The ports around the Great Lakes would love to help offset some of the pain of the horror show called the "shipping crisis." Guess what. They can’t by law. Thank the Harbor Maintenance Fee (HMF), a well-intended policy perfect for the 1980s, along with related regulations, for sidelining port capacity around the Great Lakes.

The HMF was created by The Water Resource Act of 1986. The collected cash was to be used, in part, to dredge Great Lakes ports and harbors to make them more navigable. The fees were originally levied on any imports, exports, and cargo and passenger movements between domestic ports. The Supreme Court eventually found that taxes on exports were unconstitutional, but let stand taxes on domestic shipments.

The net result of the HMF on today’s supply chain activity: The United States has port infrastructure bandwidth that is sidelined and unable to be utilized.

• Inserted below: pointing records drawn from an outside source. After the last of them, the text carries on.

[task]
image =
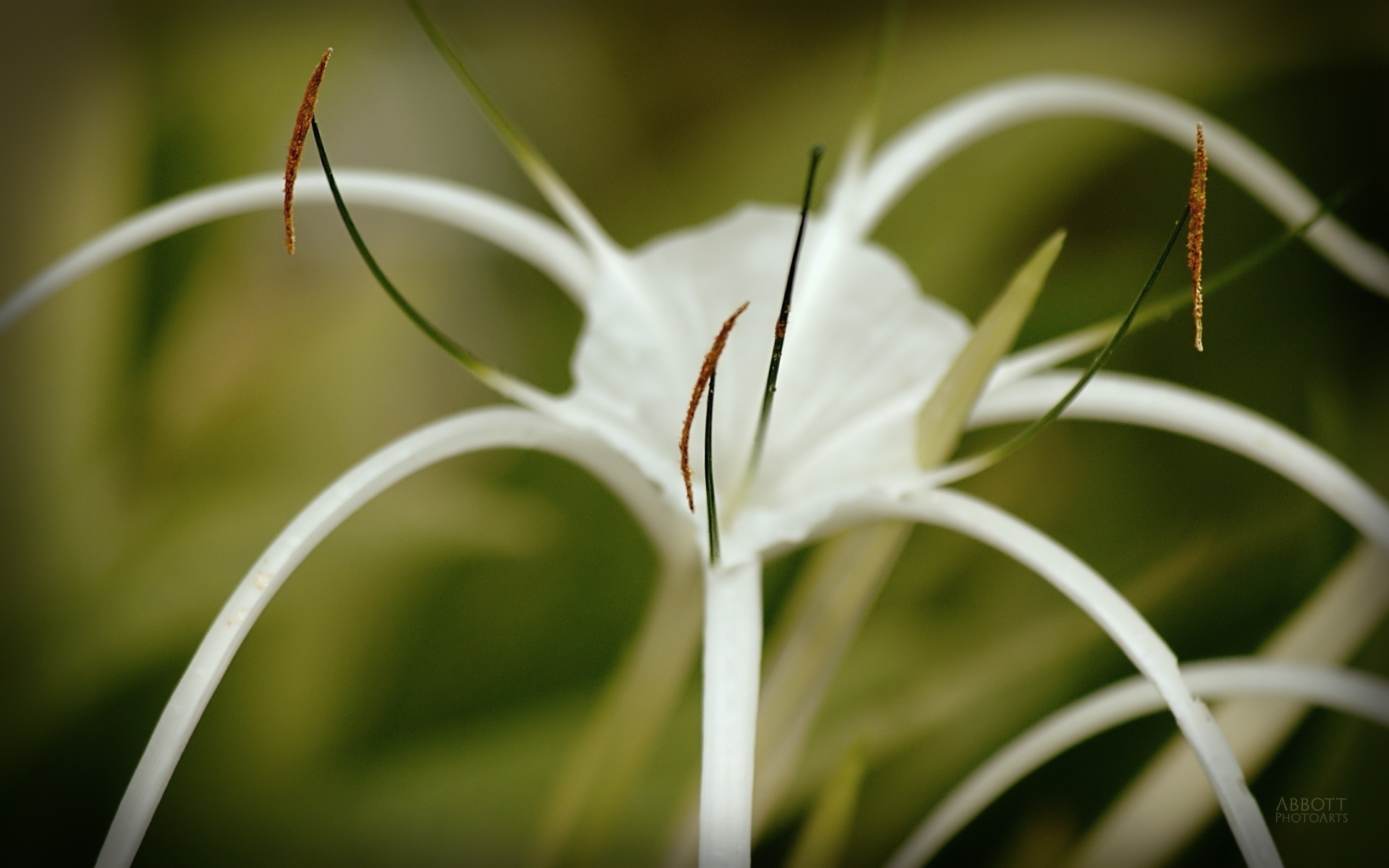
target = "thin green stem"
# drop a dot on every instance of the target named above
(710, 501)
(862, 135)
(780, 338)
(480, 368)
(521, 146)
(1171, 303)
(988, 459)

"There are 1,000 ports in the United States, including 25 fairly decent-sized ones in the Great Lakes, that can’t help without some changes in legislative policy," says Dean Haen, port director, Port of Green Bay. "The HMF was a way to facilitate and pay for dredging. We’re fully dredged now. But (the policy) needs to be tweaked because it’s stopping ways to alleviate congestion and it’s stopping commerce."

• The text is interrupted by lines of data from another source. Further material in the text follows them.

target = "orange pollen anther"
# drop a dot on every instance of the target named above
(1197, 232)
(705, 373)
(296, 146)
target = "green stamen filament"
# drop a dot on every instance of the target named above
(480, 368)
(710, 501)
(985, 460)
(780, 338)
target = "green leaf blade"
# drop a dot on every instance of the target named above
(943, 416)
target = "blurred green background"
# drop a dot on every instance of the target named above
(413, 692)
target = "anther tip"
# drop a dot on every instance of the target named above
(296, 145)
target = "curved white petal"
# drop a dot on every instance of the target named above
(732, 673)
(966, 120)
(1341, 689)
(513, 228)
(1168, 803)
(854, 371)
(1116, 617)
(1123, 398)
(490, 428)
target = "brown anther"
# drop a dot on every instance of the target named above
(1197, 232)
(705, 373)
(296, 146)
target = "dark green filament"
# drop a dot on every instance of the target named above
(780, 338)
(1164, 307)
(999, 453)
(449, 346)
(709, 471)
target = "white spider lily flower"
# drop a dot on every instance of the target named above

The outdated policy limits Great Lakes shipping of materials to one port only. If a container is moved from a ship to a barge in one port, then moved to a second port and unloaded there, the HMF is paid twice, significantly increasing transportation costs.

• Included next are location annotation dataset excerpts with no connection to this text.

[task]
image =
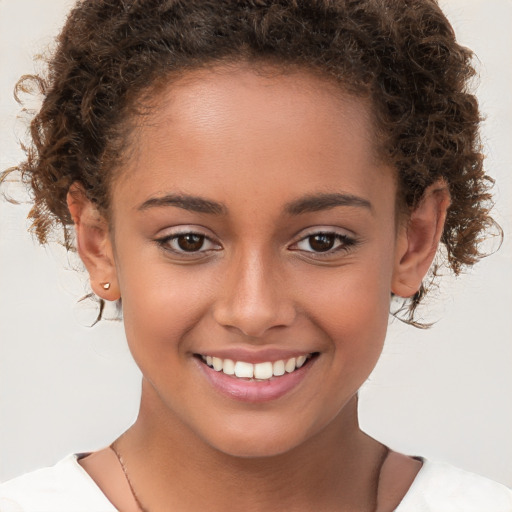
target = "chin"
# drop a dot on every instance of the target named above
(256, 442)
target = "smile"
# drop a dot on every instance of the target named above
(259, 371)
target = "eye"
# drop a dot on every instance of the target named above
(187, 242)
(325, 242)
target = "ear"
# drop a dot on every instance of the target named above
(418, 240)
(93, 243)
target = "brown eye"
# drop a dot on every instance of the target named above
(322, 242)
(190, 242)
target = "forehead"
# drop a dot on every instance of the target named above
(243, 124)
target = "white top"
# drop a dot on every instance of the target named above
(67, 487)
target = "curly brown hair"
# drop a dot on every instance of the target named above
(401, 54)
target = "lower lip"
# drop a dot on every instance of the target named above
(255, 391)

"The way the federal taxation works on these vessels, you get charged on the value of goods at each stop," explains Haen. "So if your goods don’t get off until the third stop, you’re taxed three times.

"The Great Lakes region is the third-largest economy if we were our own country, so there’s a lot of manufacturing and consumption happening around the Great Lakes," he adds. "Yet all those goods that are being produced are moving to a coastal port, and other goods coming in to be consumed are also moving into coastal ports and then moved by truck or rail to the region.

"Think about the cost of building a highway or adding another lane—millions of dollars per mile," says Haen. "This water is already here, there are no infrastructure costs, and the docks are there."

Then there is the environmental impact of all those moves, as well as supporting the economies of the Midwest and other regions around the U.S. waterborne highway.

Altering historic transportation routes is not easy to do. Altering U.S. tax policy is really not easy. Is it time to look at all of our short sea shipping assets with an eye toward unleashing all that capacity?